Ramps. A strange name for a plant.
It’s a pretty spring wildflower, with flat green leaves. I’ve seen them sprouting in earliest spring, popping out of the dried leaves on the forest floor along with trout lilies, anemones, and hepatica. Wild leeks is another name for them. Odd to think of the pretty spring flower as a vegetable.
There were baskets of them for sale at the Greenmarket in Union Square, New York City. They’re quite delicious–a spicy, oniony taste, but light and delicate. I’ve nibbled them raw, and I imagine they’d be delectable when stir-fried in butter (of course leather boots are delectable when stir-fried in butter.)
Folklorists note: Some websites will tell you that these are the plants in the fairy tale about Rapunzel–remember, Rapunzel’s mother craved the ramps (also called rampion, or rapunzel) growing in her neighbor’s garden, and her husband finally stole some for her. Unfortunately the neighbor turned out to be an evil witch and demanded their baby in return for the stolen plants.
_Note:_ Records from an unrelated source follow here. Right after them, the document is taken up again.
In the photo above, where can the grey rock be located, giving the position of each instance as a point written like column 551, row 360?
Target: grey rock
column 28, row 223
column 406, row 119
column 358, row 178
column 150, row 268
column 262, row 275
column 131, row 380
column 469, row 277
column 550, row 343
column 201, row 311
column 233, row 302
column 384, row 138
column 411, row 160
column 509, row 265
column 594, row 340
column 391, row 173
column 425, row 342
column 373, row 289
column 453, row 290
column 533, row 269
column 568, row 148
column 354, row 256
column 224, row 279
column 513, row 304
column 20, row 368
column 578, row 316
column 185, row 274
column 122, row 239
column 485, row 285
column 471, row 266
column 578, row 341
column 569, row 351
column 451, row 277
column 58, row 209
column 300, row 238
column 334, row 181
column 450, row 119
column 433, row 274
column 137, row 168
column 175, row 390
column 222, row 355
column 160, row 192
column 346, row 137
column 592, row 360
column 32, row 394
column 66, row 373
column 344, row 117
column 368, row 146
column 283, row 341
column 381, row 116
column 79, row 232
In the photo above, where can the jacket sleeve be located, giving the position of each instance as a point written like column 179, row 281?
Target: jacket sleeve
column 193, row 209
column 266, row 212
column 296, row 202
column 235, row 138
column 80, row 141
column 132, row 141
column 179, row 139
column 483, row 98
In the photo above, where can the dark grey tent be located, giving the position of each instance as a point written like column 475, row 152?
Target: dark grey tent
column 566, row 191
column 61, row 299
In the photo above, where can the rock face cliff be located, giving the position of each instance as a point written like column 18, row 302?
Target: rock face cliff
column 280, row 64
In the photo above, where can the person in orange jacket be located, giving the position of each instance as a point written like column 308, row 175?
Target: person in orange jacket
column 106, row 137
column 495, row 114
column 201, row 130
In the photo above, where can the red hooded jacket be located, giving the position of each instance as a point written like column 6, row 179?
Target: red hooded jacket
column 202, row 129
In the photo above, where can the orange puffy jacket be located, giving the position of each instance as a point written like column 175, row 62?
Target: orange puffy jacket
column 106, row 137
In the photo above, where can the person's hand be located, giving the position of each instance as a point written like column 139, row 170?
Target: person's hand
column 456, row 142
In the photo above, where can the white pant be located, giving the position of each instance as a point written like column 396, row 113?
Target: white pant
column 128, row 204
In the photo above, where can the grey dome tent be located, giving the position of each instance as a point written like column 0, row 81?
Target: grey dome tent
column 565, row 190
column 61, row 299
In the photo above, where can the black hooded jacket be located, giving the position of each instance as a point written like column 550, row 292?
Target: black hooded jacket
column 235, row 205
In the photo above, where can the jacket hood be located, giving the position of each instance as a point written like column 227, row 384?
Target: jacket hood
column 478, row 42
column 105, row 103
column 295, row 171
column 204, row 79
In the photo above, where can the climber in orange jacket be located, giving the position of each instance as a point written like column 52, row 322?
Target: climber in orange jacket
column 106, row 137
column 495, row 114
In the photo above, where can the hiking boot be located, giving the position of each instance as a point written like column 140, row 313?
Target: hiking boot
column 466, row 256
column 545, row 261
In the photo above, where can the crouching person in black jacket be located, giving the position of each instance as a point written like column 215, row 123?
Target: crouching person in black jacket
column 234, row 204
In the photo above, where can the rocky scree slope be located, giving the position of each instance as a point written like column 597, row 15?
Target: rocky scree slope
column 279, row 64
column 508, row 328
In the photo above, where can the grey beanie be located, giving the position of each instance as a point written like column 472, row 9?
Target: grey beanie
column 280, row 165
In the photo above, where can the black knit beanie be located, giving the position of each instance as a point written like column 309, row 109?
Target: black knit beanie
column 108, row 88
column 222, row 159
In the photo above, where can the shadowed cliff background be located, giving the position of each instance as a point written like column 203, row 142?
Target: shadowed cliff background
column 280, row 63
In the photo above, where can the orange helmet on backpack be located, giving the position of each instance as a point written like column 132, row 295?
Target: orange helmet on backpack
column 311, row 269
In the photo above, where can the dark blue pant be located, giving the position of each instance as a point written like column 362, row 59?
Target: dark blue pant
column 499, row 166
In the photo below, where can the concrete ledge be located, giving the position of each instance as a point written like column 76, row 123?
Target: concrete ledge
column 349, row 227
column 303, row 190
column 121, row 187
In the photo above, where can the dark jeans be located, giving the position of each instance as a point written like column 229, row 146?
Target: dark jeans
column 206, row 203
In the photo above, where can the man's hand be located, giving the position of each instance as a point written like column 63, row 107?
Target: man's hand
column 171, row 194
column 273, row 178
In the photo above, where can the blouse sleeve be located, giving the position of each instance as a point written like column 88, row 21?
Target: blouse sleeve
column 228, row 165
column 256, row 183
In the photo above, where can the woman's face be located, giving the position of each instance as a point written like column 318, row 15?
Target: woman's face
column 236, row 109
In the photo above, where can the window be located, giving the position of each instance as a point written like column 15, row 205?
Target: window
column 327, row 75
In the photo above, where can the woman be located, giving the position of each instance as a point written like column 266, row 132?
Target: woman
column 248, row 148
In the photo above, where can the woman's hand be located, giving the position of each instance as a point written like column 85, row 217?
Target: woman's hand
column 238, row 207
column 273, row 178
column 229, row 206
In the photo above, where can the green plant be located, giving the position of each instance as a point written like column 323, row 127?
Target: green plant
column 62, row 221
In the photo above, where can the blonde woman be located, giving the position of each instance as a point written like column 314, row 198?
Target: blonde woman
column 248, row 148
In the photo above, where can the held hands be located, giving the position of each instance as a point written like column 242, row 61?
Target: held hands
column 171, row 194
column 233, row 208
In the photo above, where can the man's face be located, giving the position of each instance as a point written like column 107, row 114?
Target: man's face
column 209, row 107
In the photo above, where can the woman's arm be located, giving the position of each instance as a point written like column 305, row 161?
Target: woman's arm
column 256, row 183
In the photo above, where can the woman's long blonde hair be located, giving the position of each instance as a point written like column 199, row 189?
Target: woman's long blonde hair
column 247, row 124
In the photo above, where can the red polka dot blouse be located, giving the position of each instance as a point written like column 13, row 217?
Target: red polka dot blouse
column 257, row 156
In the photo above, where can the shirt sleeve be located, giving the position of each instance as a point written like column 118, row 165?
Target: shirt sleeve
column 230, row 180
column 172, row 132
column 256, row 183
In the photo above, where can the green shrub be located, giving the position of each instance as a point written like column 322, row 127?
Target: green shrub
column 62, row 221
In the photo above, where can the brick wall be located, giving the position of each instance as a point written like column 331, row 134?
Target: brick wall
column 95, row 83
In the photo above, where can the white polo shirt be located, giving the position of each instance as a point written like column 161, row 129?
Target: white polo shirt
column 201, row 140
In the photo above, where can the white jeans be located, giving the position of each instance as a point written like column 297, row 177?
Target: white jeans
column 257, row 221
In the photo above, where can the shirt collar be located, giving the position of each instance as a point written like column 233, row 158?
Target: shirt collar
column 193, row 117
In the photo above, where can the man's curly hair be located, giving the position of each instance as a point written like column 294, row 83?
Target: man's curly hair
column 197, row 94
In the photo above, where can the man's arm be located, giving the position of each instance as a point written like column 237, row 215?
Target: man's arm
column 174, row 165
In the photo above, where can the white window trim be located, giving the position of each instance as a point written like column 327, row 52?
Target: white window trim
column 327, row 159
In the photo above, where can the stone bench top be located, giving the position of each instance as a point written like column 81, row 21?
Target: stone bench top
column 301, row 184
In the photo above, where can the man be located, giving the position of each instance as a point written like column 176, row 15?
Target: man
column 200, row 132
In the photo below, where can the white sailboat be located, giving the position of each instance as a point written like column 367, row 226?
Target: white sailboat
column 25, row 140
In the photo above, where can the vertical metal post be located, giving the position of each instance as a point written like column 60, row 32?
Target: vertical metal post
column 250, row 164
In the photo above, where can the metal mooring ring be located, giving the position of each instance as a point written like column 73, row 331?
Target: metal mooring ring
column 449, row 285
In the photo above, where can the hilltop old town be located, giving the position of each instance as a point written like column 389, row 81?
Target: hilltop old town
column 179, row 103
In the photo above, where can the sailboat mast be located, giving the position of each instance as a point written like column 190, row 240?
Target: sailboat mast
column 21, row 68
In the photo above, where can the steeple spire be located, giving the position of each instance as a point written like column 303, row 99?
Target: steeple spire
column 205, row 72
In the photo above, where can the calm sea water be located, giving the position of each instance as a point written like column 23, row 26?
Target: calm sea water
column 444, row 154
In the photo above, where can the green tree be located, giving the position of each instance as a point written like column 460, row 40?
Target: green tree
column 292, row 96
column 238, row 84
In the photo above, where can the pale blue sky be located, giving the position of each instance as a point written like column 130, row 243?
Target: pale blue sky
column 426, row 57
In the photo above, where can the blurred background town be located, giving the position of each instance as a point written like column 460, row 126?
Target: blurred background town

But sadly for folklore, the ramps that grow in American woodlands are a native plant (Allium tricoccum) not the same as the European ramp (Campanula rapunculus). Too bad, it’s a great story.
Anyway. American ramps are a tasty spring treat, and it’s great to see people buying local and enjoying a taste of the wild. It’s a taste best enjoyed in moderation, though–a few ramps tossed in an occasional springtime salad are fine, but some states have huge ramp festivals, and ramp populations are not on the increase.
The best kind of vegetable: local and organic!